Question

Use Lagrange multipliers to find the maximum and minimum values of (i) f(x,y)-81x^2+y^2 subject to the constraint 4x^2+y^2=9. (ii) f(x,y,z)=y^2-10z subject to the constraint x^2+y^2+z^2=36

Answer 1

i. The Lagrangian is

$L(x,y,\lambda)=81x^2+y^2+\lambda(4x^2+y^2-9)$

with critical points whenever

$L_x=162x+8\lambda x=0\implies2x(81+4\lambda)=0\implies x=0\text{ or }\lambda=-\dfrac{81}4$

$L_y=2y+2\lambda y=0\implies2y(1+\lambda)=0\implies y=0\text{ or }\lambda=-1$

$L_\lambda=4x^2+y^2-9=0$

• If $x=0$, then $L_\lambda=0\implies y=\pm3$.
• If $y=0$, then $L_\lambda=0\implies x=\pm\dfrac32$.
• Either value of $\lambda$ found above requires that either $x=0$ or $y=0$, so we get the same critical points as in the previous two cases.

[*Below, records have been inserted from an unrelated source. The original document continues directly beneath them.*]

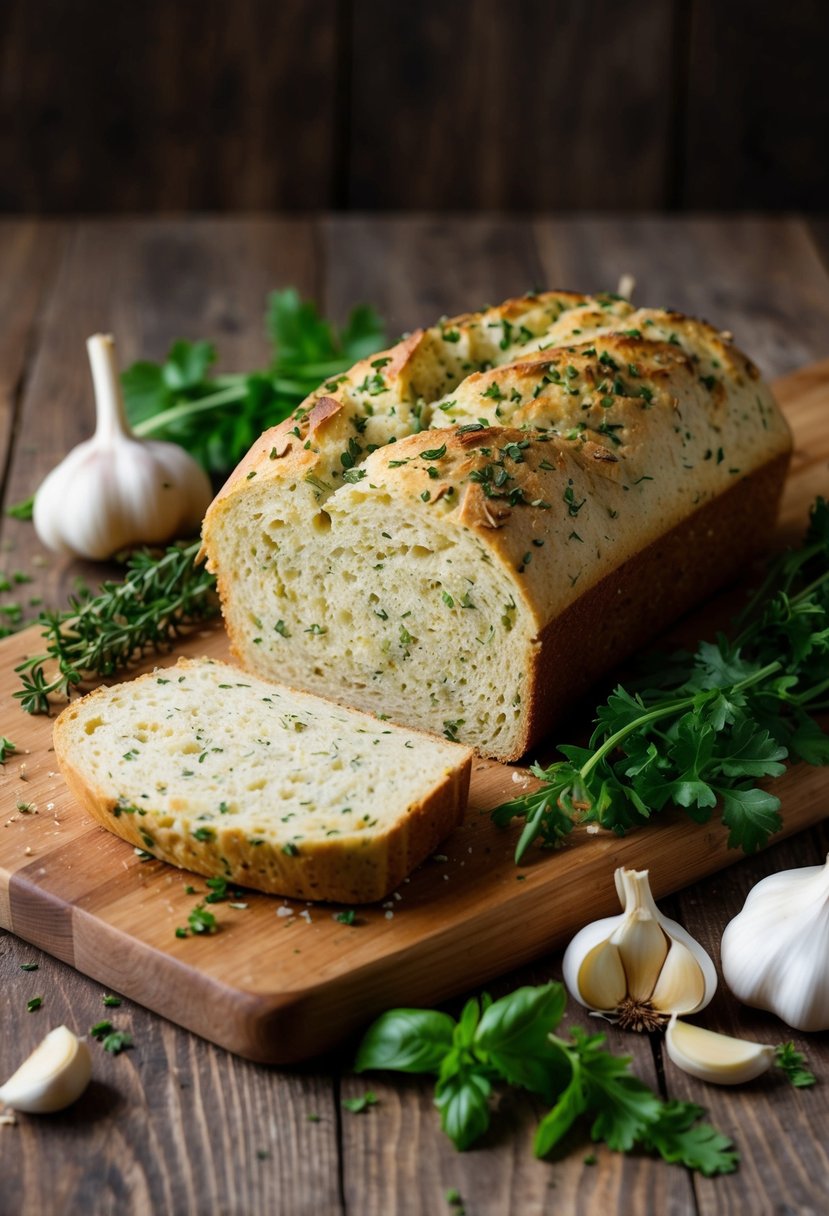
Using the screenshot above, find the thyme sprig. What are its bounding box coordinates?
[492,499,829,861]
[15,541,219,714]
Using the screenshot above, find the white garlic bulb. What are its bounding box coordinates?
[721,857,829,1030]
[665,1014,774,1085]
[34,333,212,558]
[564,868,717,1030]
[0,1026,92,1114]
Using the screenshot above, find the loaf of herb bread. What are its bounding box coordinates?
[203,292,791,760]
[55,659,472,903]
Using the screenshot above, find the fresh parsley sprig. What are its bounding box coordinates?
[122,287,385,475]
[15,541,219,714]
[355,983,739,1176]
[492,499,829,861]
[774,1040,817,1090]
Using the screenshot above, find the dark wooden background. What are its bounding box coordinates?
[0,0,829,214]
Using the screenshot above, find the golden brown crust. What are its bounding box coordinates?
[53,659,472,903]
[204,292,791,759]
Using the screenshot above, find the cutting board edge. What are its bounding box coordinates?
[2,809,829,1065]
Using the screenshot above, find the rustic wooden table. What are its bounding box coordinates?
[0,216,829,1216]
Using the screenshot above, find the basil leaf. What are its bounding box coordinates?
[435,1073,491,1152]
[475,983,566,1100]
[354,1009,455,1073]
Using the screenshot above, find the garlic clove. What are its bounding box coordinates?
[721,857,829,1031]
[579,941,627,1009]
[650,940,705,1013]
[564,868,717,1030]
[610,911,670,1001]
[34,334,212,558]
[665,1014,774,1085]
[0,1026,92,1114]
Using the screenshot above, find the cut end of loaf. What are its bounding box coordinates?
[203,292,791,760]
[55,659,472,903]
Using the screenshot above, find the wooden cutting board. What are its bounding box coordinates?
[0,361,829,1063]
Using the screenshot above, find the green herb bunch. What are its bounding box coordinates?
[122,287,385,477]
[355,983,739,1176]
[15,541,219,714]
[492,499,829,861]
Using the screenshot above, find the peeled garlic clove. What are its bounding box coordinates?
[0,1026,92,1114]
[721,857,829,1031]
[665,1014,774,1085]
[564,868,717,1030]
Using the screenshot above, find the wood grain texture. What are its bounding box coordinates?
[0,631,827,1063]
[0,0,339,213]
[678,0,829,210]
[535,215,829,376]
[348,0,673,210]
[0,218,829,1216]
[320,215,543,336]
[0,355,829,1062]
[0,934,339,1216]
[665,831,829,1216]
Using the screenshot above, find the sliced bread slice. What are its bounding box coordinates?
[55,659,472,903]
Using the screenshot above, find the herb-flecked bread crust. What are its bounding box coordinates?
[53,659,472,903]
[203,292,791,760]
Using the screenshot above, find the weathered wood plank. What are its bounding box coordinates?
[664,836,829,1216]
[0,0,342,213]
[0,931,340,1216]
[348,0,677,210]
[677,0,829,210]
[343,956,697,1216]
[0,220,64,486]
[536,215,829,376]
[321,215,541,338]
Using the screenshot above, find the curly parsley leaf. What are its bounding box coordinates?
[774,1041,817,1090]
[122,287,385,477]
[492,499,829,862]
[639,1102,740,1178]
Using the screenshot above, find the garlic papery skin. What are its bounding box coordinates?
[721,857,829,1030]
[34,333,212,559]
[665,1014,774,1085]
[0,1026,92,1115]
[564,868,717,1030]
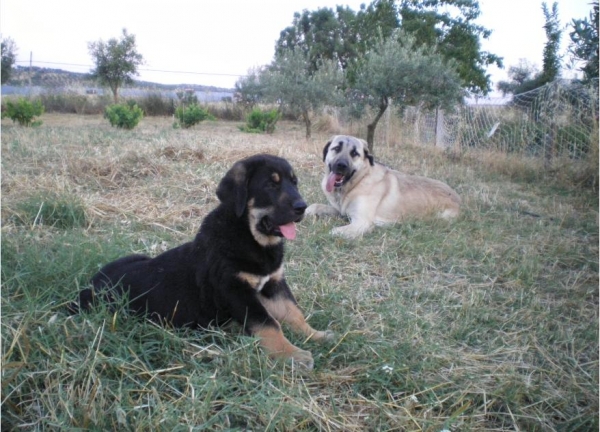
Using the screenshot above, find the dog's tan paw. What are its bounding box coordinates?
[288,349,315,371]
[304,204,319,216]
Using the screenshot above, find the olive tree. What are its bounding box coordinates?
[261,49,343,138]
[0,38,17,84]
[350,32,465,151]
[88,29,144,103]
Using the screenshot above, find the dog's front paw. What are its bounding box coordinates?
[288,349,315,371]
[310,330,335,342]
[304,204,322,216]
[304,204,340,216]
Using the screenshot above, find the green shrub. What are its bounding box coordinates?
[104,101,144,129]
[2,98,44,126]
[240,108,279,134]
[174,104,215,129]
[138,93,175,116]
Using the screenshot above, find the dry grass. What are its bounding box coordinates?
[2,115,598,431]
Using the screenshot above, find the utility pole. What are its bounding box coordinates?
[29,51,33,97]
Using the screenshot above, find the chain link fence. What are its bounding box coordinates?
[410,80,598,159]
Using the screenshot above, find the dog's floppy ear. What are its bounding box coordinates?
[323,140,333,162]
[217,161,249,217]
[359,138,375,166]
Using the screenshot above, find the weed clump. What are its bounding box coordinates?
[2,98,44,127]
[104,101,144,129]
[173,104,215,129]
[14,194,87,229]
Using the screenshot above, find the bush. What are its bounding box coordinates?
[104,101,144,129]
[240,108,279,134]
[174,104,215,129]
[2,98,44,126]
[138,93,175,116]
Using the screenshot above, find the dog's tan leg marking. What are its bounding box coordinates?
[260,297,334,341]
[252,326,314,370]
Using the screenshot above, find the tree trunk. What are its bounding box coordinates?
[367,96,389,154]
[302,111,312,139]
[110,86,119,103]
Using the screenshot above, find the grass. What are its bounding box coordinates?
[1,115,599,431]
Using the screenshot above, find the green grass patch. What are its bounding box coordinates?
[1,117,599,432]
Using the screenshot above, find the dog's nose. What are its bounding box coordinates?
[293,200,307,215]
[335,161,348,172]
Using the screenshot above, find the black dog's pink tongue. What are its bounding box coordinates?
[279,222,296,240]
[325,173,338,192]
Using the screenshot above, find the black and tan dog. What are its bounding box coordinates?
[74,155,333,369]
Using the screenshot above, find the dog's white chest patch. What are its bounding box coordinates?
[237,270,282,292]
[255,276,271,292]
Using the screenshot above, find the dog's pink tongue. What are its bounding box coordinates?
[325,173,336,192]
[279,222,296,240]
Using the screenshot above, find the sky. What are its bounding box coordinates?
[0,0,592,95]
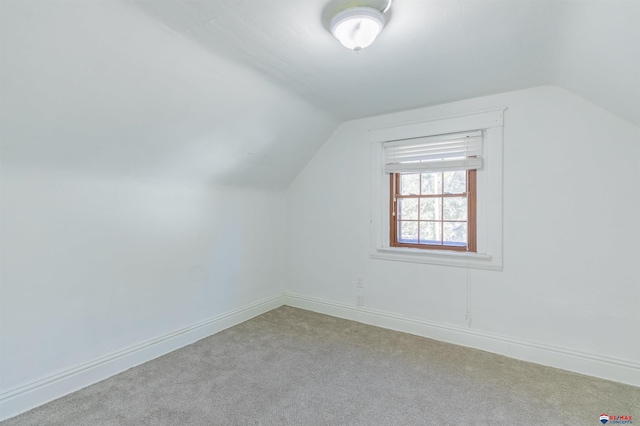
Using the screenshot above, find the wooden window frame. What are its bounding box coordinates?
[389,170,477,253]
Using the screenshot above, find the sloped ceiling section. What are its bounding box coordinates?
[0,0,640,188]
[1,0,338,188]
[552,0,640,126]
[131,0,640,125]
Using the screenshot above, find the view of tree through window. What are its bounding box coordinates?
[391,170,475,251]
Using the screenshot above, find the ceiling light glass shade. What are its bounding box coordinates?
[331,7,384,51]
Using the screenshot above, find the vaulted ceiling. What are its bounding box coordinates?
[0,0,640,188]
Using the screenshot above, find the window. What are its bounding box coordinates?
[389,170,476,252]
[368,109,504,270]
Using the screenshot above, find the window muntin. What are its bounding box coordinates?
[389,170,476,252]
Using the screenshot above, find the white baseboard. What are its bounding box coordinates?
[0,294,283,421]
[284,293,640,386]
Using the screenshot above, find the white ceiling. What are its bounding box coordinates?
[136,0,640,124]
[0,0,640,188]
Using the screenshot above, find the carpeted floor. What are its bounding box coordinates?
[0,306,640,426]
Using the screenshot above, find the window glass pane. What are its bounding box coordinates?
[443,170,467,194]
[443,222,467,246]
[420,221,442,244]
[398,198,418,220]
[420,198,442,220]
[443,197,467,220]
[398,221,418,243]
[422,172,442,194]
[400,174,420,195]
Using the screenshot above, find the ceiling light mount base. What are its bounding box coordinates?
[330,6,385,52]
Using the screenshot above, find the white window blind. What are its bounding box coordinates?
[383,130,482,173]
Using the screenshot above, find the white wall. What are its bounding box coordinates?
[0,169,285,410]
[287,87,640,380]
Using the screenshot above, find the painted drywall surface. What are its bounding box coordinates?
[0,0,338,189]
[287,86,640,361]
[0,169,285,393]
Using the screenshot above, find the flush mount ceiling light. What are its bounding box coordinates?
[331,0,391,52]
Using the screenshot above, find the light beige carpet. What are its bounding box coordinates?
[0,306,640,426]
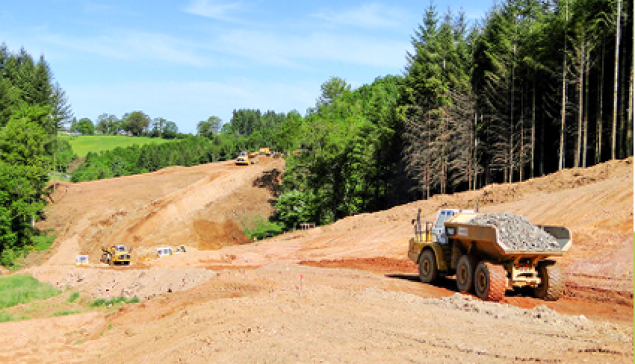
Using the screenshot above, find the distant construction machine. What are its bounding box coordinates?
[408,209,572,301]
[100,245,132,266]
[236,151,258,166]
[258,147,271,157]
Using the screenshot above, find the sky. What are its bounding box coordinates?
[0,0,493,134]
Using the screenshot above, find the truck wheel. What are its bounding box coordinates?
[456,254,478,293]
[419,249,439,283]
[534,262,564,301]
[474,261,507,301]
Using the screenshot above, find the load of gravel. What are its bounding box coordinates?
[468,212,560,251]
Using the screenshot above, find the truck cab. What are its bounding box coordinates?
[157,247,174,258]
[432,209,476,244]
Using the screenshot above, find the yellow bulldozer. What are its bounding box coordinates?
[100,245,132,266]
[236,152,258,166]
[258,147,271,157]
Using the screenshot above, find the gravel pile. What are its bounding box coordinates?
[469,212,560,251]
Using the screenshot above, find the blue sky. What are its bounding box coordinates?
[0,0,493,133]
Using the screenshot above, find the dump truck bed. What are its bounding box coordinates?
[445,214,571,261]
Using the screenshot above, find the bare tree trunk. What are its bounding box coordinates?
[518,92,525,182]
[530,81,536,178]
[558,2,569,170]
[595,42,605,164]
[573,41,584,167]
[582,51,590,168]
[611,0,622,159]
[626,48,635,155]
[508,44,516,183]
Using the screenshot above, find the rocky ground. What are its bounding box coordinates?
[0,158,633,363]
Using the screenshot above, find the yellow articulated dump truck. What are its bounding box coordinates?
[258,147,271,157]
[236,152,258,166]
[100,245,132,266]
[408,209,572,301]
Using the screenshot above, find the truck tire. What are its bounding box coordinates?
[456,254,478,293]
[419,249,439,283]
[534,262,564,301]
[474,261,507,301]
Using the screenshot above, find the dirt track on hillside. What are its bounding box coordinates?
[0,158,633,363]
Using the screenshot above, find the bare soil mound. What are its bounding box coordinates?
[0,158,633,363]
[39,158,284,265]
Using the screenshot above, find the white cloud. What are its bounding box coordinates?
[184,0,244,21]
[312,4,406,28]
[41,31,207,66]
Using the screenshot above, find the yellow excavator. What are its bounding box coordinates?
[100,245,132,266]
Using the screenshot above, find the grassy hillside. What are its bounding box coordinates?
[60,135,170,157]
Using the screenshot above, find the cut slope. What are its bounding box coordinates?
[40,158,284,265]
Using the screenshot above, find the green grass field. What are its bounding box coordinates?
[60,135,172,157]
[0,274,61,309]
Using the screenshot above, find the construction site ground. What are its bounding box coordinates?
[0,157,633,363]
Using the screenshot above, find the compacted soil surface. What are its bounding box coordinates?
[0,158,633,363]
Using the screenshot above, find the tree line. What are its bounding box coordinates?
[69,111,179,139]
[400,0,633,196]
[275,0,633,228]
[0,44,72,265]
[71,109,302,182]
[0,0,634,257]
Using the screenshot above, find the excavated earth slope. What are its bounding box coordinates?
[0,159,633,363]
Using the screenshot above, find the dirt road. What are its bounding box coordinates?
[0,159,633,363]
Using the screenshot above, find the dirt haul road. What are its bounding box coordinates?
[0,159,633,363]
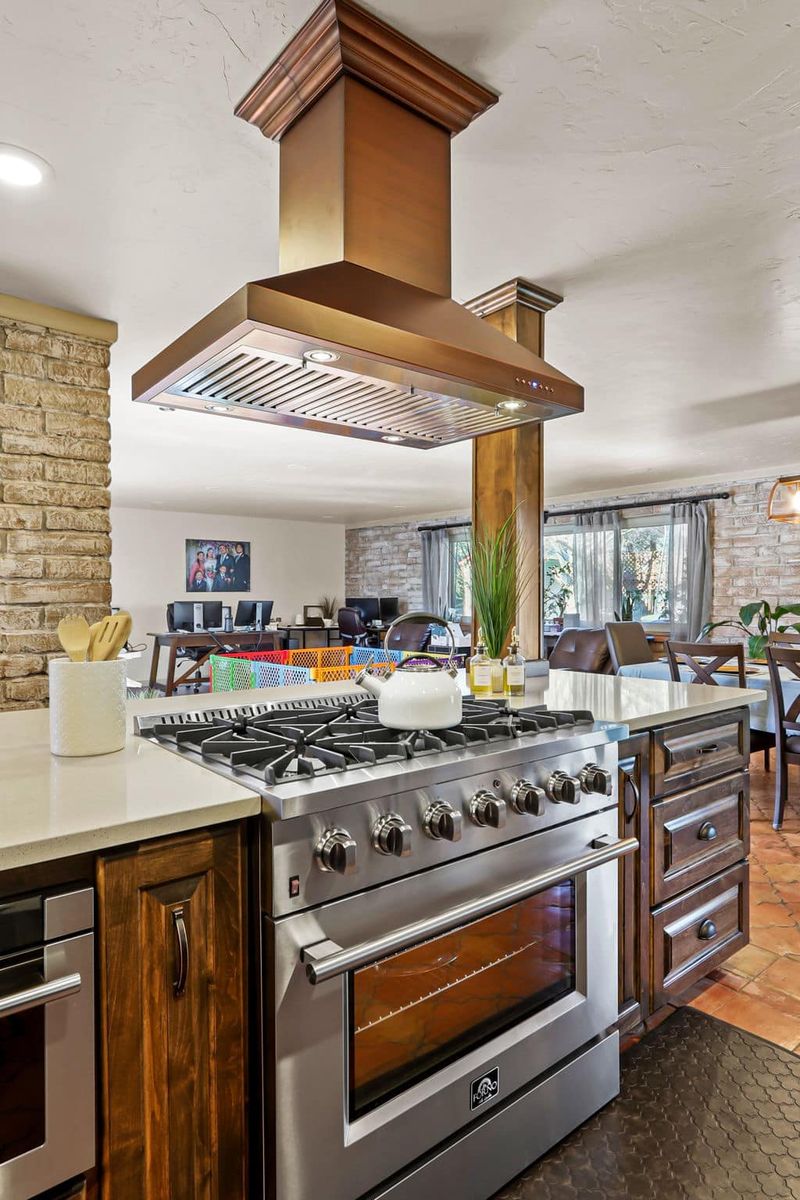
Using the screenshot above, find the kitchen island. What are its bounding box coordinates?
[0,672,760,1200]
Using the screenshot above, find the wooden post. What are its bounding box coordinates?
[465,278,563,659]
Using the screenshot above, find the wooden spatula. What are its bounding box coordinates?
[58,617,89,662]
[92,612,133,662]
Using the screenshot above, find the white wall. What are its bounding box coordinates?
[112,506,344,679]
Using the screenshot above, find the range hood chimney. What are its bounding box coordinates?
[133,0,583,449]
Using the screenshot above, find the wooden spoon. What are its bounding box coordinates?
[58,617,89,662]
[92,612,133,662]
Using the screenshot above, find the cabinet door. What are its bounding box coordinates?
[619,733,650,1031]
[97,828,246,1200]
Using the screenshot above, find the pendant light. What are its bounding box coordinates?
[766,474,800,524]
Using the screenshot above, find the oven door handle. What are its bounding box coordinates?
[300,836,639,984]
[0,972,83,1016]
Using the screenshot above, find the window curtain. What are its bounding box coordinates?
[420,529,450,617]
[575,512,621,628]
[667,502,712,642]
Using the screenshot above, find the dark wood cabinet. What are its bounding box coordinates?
[97,827,246,1200]
[619,708,750,1032]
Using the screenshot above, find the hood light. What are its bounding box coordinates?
[0,144,53,187]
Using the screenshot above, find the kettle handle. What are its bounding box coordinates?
[384,612,456,662]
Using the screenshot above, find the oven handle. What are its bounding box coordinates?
[0,972,82,1016]
[300,835,639,984]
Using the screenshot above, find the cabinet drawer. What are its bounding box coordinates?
[650,772,750,905]
[652,708,750,797]
[650,863,750,1008]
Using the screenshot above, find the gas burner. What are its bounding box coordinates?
[137,696,594,787]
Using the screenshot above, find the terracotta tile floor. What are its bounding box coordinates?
[688,755,800,1054]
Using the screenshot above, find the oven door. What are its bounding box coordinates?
[272,810,636,1200]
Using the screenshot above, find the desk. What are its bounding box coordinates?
[278,625,339,650]
[148,629,275,696]
[619,662,800,733]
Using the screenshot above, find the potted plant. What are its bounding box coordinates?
[319,596,337,629]
[470,511,530,692]
[700,600,800,659]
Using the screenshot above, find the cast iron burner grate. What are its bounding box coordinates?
[138,697,594,787]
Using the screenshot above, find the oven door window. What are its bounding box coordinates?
[0,956,46,1164]
[348,881,576,1120]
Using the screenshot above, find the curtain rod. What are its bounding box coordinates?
[545,492,730,521]
[416,521,471,533]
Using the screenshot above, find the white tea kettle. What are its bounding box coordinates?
[356,612,462,730]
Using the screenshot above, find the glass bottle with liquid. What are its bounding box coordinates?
[503,629,525,696]
[469,630,492,696]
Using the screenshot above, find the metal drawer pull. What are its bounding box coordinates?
[300,838,639,984]
[0,972,82,1016]
[173,908,188,996]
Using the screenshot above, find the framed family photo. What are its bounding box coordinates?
[186,538,249,592]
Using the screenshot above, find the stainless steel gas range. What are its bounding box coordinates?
[139,695,637,1200]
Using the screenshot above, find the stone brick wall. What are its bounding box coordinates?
[0,298,113,712]
[345,476,800,637]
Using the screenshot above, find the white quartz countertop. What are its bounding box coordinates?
[0,671,764,871]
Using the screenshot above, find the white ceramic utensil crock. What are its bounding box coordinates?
[48,659,126,757]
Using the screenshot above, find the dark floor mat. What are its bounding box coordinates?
[493,1008,800,1200]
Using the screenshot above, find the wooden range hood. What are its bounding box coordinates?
[133,0,583,449]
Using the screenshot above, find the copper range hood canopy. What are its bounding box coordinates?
[133,0,583,449]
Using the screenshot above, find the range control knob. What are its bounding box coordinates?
[422,800,462,841]
[547,770,581,804]
[314,829,359,875]
[511,779,547,817]
[469,791,506,829]
[578,762,614,796]
[372,812,411,858]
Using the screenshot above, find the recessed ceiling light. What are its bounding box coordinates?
[0,143,53,187]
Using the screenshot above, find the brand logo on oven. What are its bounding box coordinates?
[469,1067,500,1109]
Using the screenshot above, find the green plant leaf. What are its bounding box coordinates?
[739,600,766,626]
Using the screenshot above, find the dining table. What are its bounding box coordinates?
[618,659,800,733]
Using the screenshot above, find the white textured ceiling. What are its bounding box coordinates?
[0,0,800,521]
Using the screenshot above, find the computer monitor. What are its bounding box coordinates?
[173,600,194,634]
[344,596,380,625]
[203,600,222,629]
[380,596,399,625]
[235,600,275,629]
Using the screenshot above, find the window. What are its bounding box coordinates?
[542,515,686,631]
[447,526,473,622]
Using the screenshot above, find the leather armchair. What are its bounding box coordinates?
[549,629,612,674]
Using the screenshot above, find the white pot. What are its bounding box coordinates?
[48,659,126,757]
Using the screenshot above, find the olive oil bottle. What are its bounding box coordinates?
[503,629,525,696]
[469,629,492,696]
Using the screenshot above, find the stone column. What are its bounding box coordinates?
[0,295,116,712]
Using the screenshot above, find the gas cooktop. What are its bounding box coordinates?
[137,696,594,790]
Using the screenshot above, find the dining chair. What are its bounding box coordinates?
[606,620,652,674]
[667,641,747,688]
[667,641,775,770]
[766,646,800,829]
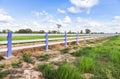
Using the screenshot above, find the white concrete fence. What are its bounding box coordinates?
[0,32,118,58]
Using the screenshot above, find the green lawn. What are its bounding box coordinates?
[0,35,75,41]
[38,36,120,79]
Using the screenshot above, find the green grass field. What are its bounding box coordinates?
[0,35,75,41]
[38,36,120,79]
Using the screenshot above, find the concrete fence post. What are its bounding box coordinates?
[76,32,79,44]
[45,32,48,51]
[83,33,86,44]
[6,32,12,58]
[64,32,67,46]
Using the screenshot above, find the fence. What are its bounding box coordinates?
[0,32,118,58]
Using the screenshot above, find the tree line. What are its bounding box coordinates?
[0,29,117,34]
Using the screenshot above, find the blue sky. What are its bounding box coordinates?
[0,0,120,32]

We have $f(0,-3)=9$, $f(0,3)=9$, $f\left(-\dfrac32,0\right)=\dfrac{729}4=182.25$, and $f\left(\dfrac32,0\right)=\dfrac{729}4$, so $f$ has a minimum value of 9 and a maximum value of 182.25.

ii. The Lagrangian is

$L(x,y,z,\lambda)=y^2-10z+\lambda(x^2+y^2+z^2-36)$

with critical points whenever

$L_x=2\lambda x=0\implies x=0$ (because we assume $\lambda\neq0$)

$L_y=2y+2\lambda y=0\implies 2y(1+\lambda)=0\implies y=0\text{ or }\lambda=-1$

$L_z=-10+2\lambda z=0\implies z=\dfrac5\lambda$

$L_\lambda=x^2+y^2+z^2-36=0$

• If $x=y=0$, then $L_\lambda=0\implies z=\pm6$.
• If $\lambda=-1$, then $z=-5$, and with $x=0$ we have $L_\lambda=0\implies y=\pm\sqrt{11}$.

We have $f(0,0,-6)=60$, $f(0,0,6)=-60$, $f(0,-\sqrt{11},-5)=61$, and $f(0,\sqrt{11},-5)=61$. So $f$ has a maximum value of 61 and a minimum value of -60.